The damage in Port Elizabeth was primarily due to the inadequate capacity of Baaken's River to handle the intense rainfall, despite its relatively small catchment area. Although the stream's catchment area covered only about 10 to 15 miles with a width of 3 to 4 miles, much of the destruction occurred in "reclaimed" land. The city experienced a rainfall of 3.25 inches, which alone was insufficient to explain the rapid transformation of a small stream into a 200-yard-wide and 20 to 30-feet-deep raging torrent within two hours. The floods even overcame a 150-feet-wide and 40 to 50-feet-deep gorge. The sudden rise of water gave people little time to escape, and some had to swim to safety, but a mule was fortunate enough to be washed onto the roof of the municipal stables while others perished. The water level rose six feet in just five minutes, and debris from an upper bridge obstructed the main bridge, diverting even more water through the town. The floodwaters stripped the maize fields down to the ploughed depth, and all trees and bushes were swept away for about a mile along the river.

The flood caused significant destruction as it surged through the town, particularly in the produce section. The main stream followed Commerce Street, cutting off the Customs House located 250 yards from the river. Numerous buildings collapsed and extensive property damage occurred, with entire stores demolished and their contents, including produce and merchandise, scattered for miles along the North End Beach. The Harbour Board plant and the Port Elizabeth Electric Tramway power station also suffered serious damage.

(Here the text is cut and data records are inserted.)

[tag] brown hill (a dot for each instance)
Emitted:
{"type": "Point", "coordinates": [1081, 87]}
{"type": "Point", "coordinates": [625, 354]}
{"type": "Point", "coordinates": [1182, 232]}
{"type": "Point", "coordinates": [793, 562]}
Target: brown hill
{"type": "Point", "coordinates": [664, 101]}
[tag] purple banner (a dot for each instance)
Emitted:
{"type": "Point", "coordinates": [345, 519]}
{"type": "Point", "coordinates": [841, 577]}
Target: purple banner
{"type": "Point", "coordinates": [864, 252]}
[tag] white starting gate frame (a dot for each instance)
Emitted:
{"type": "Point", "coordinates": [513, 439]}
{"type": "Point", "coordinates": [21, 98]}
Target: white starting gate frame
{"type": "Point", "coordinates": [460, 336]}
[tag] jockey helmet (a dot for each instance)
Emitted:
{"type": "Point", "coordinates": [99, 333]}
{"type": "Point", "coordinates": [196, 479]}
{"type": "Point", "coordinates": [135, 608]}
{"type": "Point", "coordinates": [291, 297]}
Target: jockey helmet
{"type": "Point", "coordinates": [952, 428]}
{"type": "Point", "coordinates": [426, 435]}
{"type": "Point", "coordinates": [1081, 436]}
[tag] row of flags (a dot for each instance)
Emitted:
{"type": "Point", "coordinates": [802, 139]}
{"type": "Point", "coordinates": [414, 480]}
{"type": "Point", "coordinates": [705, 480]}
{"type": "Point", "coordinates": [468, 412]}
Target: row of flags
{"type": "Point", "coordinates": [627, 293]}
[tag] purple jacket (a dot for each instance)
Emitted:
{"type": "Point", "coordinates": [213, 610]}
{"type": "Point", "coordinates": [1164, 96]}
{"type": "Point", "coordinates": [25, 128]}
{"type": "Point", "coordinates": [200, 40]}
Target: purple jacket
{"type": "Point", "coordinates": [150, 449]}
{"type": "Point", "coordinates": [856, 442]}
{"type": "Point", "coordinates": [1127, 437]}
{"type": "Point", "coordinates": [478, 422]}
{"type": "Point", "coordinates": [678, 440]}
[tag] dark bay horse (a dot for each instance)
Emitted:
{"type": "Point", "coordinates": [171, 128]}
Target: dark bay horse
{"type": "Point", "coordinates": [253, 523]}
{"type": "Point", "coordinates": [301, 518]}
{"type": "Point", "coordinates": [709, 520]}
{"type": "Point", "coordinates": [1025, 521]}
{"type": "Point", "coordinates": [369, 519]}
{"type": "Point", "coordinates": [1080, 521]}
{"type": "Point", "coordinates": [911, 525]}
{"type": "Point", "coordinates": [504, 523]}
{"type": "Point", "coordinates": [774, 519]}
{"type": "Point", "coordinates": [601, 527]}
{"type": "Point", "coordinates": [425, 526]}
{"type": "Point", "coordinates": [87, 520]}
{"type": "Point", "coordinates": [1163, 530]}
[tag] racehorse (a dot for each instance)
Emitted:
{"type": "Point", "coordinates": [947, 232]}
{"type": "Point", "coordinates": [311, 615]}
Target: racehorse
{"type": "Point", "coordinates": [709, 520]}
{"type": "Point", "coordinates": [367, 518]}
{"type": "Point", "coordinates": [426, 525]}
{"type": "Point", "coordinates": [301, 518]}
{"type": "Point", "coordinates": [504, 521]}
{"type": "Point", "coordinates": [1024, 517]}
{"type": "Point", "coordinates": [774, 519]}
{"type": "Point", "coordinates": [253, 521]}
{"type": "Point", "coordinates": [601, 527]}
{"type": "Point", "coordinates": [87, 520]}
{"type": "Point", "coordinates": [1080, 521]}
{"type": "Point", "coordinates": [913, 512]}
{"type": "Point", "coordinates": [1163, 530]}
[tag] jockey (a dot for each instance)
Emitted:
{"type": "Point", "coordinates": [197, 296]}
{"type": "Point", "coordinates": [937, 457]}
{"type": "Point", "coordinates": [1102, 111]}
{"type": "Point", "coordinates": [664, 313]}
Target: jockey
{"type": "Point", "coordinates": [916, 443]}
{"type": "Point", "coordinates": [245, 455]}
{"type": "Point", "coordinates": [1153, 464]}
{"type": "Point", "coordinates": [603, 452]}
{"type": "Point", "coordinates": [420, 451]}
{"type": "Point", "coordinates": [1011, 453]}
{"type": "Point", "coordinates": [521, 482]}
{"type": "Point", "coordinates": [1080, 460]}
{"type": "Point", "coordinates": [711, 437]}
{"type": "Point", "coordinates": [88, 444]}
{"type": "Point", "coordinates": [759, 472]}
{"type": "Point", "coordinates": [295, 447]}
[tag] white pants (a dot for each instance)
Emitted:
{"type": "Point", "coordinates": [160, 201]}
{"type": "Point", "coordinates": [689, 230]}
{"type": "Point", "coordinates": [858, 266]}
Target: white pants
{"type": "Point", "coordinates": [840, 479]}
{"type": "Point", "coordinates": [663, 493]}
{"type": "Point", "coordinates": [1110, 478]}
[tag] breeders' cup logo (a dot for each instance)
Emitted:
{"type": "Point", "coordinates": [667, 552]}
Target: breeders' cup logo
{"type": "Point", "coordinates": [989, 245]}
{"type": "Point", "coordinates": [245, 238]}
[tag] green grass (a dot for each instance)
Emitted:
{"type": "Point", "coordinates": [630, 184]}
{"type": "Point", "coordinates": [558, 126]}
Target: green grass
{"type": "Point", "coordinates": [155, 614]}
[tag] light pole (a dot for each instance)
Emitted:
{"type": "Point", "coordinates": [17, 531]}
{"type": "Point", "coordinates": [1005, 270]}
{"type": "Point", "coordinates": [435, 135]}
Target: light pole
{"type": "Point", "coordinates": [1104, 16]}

The flood washed away the railway bridge at the Creek, causing disruption to the train service between Zwartkops and the town. However, repair crews swiftly worked to establish a system where trains ran to each side of the break, allowing passengers to transfer between them.

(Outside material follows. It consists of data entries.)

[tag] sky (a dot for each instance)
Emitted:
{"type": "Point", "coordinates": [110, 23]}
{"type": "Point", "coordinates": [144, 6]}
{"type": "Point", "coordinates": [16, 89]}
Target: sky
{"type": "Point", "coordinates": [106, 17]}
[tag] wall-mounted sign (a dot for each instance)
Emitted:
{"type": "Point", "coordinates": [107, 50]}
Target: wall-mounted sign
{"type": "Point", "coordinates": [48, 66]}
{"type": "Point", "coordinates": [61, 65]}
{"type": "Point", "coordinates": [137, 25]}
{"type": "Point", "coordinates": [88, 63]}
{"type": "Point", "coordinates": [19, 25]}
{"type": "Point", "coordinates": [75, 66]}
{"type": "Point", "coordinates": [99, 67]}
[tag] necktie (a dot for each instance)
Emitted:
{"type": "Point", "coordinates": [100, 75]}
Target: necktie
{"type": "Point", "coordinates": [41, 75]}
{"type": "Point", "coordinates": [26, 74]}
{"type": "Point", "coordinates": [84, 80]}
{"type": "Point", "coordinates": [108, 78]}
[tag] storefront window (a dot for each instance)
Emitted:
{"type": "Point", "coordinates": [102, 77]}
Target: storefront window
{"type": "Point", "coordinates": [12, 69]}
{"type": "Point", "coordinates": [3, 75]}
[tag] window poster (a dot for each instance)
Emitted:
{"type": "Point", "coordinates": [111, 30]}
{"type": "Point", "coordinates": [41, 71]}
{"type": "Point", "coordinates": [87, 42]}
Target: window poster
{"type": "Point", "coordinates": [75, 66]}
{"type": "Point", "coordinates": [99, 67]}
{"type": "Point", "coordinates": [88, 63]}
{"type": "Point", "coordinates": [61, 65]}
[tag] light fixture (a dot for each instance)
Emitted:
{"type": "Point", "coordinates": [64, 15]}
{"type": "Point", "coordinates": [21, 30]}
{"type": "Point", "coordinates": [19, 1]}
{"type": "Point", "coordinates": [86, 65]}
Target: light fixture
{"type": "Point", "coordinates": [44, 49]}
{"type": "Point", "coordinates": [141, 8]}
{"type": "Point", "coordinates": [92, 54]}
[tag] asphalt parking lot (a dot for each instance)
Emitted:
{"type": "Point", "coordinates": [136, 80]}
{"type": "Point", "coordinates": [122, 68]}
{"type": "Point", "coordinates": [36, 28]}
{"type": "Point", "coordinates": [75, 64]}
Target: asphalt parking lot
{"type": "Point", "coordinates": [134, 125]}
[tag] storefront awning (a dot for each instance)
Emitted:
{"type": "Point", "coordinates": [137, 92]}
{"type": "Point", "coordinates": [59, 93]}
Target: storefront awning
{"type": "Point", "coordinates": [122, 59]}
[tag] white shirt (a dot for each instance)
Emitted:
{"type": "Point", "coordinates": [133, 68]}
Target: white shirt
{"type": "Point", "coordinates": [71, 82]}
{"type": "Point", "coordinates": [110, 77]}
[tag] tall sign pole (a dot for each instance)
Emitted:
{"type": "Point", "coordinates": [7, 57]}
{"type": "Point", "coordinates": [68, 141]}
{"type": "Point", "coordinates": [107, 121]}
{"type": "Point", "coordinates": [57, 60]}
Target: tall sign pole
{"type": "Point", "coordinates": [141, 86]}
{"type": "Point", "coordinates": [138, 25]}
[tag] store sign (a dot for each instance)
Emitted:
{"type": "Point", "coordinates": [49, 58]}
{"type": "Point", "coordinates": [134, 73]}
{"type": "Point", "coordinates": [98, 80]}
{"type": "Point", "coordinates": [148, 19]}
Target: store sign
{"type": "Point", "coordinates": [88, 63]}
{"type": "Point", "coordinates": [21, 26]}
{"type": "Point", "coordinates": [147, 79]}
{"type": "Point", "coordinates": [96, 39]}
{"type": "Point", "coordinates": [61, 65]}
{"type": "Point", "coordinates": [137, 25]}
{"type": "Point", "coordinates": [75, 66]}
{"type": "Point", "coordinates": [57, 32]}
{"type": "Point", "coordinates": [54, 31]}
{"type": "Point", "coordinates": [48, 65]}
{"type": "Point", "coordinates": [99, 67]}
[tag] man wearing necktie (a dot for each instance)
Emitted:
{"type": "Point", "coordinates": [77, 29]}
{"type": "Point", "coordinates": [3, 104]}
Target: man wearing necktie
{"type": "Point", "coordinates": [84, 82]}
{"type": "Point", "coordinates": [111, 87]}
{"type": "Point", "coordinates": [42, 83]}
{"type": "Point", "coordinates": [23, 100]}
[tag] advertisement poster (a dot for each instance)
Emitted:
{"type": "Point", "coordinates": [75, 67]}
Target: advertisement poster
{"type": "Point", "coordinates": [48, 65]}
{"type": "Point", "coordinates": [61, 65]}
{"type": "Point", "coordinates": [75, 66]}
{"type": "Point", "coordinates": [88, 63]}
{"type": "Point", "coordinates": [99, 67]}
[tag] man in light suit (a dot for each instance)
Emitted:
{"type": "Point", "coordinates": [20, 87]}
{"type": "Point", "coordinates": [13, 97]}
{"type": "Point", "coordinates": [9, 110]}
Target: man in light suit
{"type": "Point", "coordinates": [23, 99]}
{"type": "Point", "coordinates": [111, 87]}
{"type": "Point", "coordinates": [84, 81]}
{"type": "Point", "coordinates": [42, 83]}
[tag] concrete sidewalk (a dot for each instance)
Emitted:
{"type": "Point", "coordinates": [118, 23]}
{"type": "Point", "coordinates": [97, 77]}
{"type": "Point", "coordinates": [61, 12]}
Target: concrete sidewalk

The watershed of the Papenkuils River was also affected, causing damage in the Cradock Place area. The residents of Cradockstown faced devastating destruction as the heavy rainfall lasted for four hours almost continuously, causing immense damage to previously fertile agricultural lands. The powerful water swept away thousands of bundles of forage and wood that had been prepared over the past two weeks, as well as mature longstanding oak trees on the property were uprooted and carried a significant distance away.

== Aftermath ==
In September 1909, individuals impacted by the flood damage took legal action against the Council and the Commissioner of Public Works. On 13 September, the Circuit Court began hearing the case. The plaintiffs were merchants who had incurred losses in the flood, claimed that the low bridge and raised roadway caused insufficient opening for floodwaters, and buildings should never have been allowed on the flood plain. The Council was found not liable initially, but the merchants appealed the decision, and brought the case known as "Tilbrook & Bayley v. the Town Council of Port Elizabeth and the Colonial Government." The plaintiffs claimed that the Town Council's actions caused the floodwaters to be diverted into buildings where their goods were stored. The alleged wrongful and negligent acts included reclaiming parts of the river bed, constructing a roadway across the river with an inadequate opening for floodwater discharge, and building a low-height bridge with oblique supports.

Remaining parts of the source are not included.